Jika intensitas untuk kegiatan adat tinggi, waktu kerja di sektor publik khususnya untuk
bekerja akan berkurang. Menurut Marhaeni (dalam Riana, 2013) dari hasil penelitiannya bahwa
ada 3 variabel yang berpengaruh secara signifikan terhadap alokasi jam kerja publik tenaga kerja
wanita, yaitu umur anak terakhir berpengaruh positif, rata-rata upah per jam berpengaruh positif
dan budaya berpengaruh negatif. Konflik yang terjadi pada perempuan pedagang cenderamata di
Pasar Seni Mertha Nadi Legian adalah mereka harus membagi waktu antara kegiatan adat dan
waktu untuk membuka kios, sehingga mereka akan cenderung menutup kios agar dapat
mengikuti kegiatan adat sebagaimana mestinya.
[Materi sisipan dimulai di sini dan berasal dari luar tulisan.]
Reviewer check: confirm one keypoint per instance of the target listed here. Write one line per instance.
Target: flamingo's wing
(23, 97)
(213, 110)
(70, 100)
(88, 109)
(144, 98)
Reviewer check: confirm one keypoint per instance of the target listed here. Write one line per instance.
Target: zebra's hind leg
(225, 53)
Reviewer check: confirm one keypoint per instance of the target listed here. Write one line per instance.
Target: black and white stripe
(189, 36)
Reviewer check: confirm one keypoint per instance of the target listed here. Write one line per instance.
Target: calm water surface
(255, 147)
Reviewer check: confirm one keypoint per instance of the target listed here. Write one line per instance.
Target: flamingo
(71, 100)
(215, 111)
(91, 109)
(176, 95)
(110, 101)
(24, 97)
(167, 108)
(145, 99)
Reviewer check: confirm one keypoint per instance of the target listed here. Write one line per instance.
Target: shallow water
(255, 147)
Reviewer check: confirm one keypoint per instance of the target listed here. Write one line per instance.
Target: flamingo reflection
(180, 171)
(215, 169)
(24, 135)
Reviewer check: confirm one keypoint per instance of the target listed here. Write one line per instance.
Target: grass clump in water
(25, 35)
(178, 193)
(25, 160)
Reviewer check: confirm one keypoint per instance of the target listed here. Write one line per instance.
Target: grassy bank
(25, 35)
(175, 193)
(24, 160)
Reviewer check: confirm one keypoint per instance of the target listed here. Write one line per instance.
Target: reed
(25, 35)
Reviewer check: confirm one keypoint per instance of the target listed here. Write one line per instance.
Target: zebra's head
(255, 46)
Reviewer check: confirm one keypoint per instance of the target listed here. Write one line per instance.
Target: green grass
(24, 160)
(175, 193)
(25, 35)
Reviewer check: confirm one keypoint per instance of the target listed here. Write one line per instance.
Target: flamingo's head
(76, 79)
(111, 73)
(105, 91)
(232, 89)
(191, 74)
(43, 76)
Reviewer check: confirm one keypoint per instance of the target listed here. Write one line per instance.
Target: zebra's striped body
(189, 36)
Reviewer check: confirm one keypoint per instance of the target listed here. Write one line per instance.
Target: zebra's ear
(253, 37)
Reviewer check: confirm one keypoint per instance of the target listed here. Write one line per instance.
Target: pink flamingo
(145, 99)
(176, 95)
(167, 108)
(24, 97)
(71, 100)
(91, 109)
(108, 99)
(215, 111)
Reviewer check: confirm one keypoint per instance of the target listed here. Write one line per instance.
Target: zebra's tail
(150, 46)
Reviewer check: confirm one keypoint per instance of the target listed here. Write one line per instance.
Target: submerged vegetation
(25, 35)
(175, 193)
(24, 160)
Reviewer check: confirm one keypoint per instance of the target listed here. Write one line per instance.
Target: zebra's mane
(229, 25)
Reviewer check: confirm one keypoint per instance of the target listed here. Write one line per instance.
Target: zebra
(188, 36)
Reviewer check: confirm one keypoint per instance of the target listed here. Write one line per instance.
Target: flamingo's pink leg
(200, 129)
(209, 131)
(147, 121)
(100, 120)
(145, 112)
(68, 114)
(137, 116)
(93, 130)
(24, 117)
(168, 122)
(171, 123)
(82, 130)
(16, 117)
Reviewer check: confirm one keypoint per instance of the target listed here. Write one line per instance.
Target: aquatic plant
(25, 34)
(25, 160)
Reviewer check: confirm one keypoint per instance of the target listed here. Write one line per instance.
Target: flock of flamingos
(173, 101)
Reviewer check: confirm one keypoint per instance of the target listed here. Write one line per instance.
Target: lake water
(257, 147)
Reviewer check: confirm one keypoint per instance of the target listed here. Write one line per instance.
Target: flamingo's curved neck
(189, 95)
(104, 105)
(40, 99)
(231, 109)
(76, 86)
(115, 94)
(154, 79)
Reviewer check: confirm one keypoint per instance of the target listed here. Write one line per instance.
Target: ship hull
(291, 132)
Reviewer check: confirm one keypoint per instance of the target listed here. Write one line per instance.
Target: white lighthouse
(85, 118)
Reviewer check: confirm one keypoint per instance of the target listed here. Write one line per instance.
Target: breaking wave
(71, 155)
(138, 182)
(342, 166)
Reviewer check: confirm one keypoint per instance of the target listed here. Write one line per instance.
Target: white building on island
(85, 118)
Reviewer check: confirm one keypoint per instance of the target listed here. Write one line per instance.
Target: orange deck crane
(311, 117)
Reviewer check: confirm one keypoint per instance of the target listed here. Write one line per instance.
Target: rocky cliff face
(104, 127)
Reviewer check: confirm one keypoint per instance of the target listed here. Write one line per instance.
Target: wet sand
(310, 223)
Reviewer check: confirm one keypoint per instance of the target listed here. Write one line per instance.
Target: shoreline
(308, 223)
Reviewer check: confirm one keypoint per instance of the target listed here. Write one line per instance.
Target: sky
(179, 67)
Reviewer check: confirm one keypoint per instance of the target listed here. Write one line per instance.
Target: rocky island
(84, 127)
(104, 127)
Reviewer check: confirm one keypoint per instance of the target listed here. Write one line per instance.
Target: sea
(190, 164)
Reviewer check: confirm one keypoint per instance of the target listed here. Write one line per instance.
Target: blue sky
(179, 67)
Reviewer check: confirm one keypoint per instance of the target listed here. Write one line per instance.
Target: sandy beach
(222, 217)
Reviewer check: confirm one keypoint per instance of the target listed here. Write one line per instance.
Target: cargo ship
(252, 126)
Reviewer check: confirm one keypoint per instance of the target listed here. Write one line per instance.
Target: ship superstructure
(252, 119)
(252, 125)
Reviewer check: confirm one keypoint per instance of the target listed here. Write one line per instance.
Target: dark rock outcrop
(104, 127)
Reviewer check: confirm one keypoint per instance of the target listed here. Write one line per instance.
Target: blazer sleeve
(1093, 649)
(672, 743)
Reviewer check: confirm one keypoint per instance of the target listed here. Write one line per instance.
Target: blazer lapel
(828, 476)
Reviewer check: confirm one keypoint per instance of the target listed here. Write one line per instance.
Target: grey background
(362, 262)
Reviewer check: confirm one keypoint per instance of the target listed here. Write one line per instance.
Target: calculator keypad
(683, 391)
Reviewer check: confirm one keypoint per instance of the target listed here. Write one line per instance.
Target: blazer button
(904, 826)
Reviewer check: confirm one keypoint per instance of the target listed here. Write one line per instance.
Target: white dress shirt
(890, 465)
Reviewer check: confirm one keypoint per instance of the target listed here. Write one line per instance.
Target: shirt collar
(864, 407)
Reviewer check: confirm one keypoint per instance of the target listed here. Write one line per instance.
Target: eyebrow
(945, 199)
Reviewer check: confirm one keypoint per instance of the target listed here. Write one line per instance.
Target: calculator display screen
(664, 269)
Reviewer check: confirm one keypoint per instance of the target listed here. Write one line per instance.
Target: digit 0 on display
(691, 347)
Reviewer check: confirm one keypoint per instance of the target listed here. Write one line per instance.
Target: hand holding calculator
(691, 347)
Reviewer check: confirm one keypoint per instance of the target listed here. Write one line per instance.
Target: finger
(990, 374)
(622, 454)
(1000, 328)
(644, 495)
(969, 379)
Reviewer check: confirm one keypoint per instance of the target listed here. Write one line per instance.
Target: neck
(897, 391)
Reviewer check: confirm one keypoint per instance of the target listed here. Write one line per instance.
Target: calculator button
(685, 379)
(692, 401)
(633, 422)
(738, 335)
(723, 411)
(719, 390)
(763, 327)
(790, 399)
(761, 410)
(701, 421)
Berdasarkan kajian pustaka dan hasil penelitian sebelumnya, dapat dibentuk kerangka
konsep variabel penelitian seperti pada Gambar 2.3.
Gambar 2.3 Kerangka Konsep Variabel Penelitian
Jumlah Beban
Tanggungan
Keluarga (X1)
(+)
Pendapatan Non
Kerja (X2)
(-)
Alokasi Waktu di
Sektor Publik
(Y)
(-)
Kegiatan Adat
X3)
2.2 Hipotesis
Berdasarkan kajian pustaka dan penelitian terdahulu maka dapat dirumuskan hipotesis,
yaitu:
1. Jumlah beban tanggungan keluarga, pendapatan non kerja dan intensitas kegiatan adat
berpengaruh signifikan secara simultan terhadap alokasi waktu sektor publik perempuan
pedagang cenderamata di Pasar Seni Mertha Nadi Legian.
2. Jumlah beban tanggungan keluarga berpengaruh positif dan signifikan secara parsial
terhadap alokasi waktu sektor publik perempuan pedagang cenderamata di Pasar Seni
Mertha Nadi Legian, sedangkan pendapatan non kerja dan intensitas kegiatan adat
masing-masing berpengaruh negatif dan signifikan secara parsial terhadap alokasi waktu
sektor publik perempuan pedagang cenderamata di Pasar Seni Mertha Nadi Legian.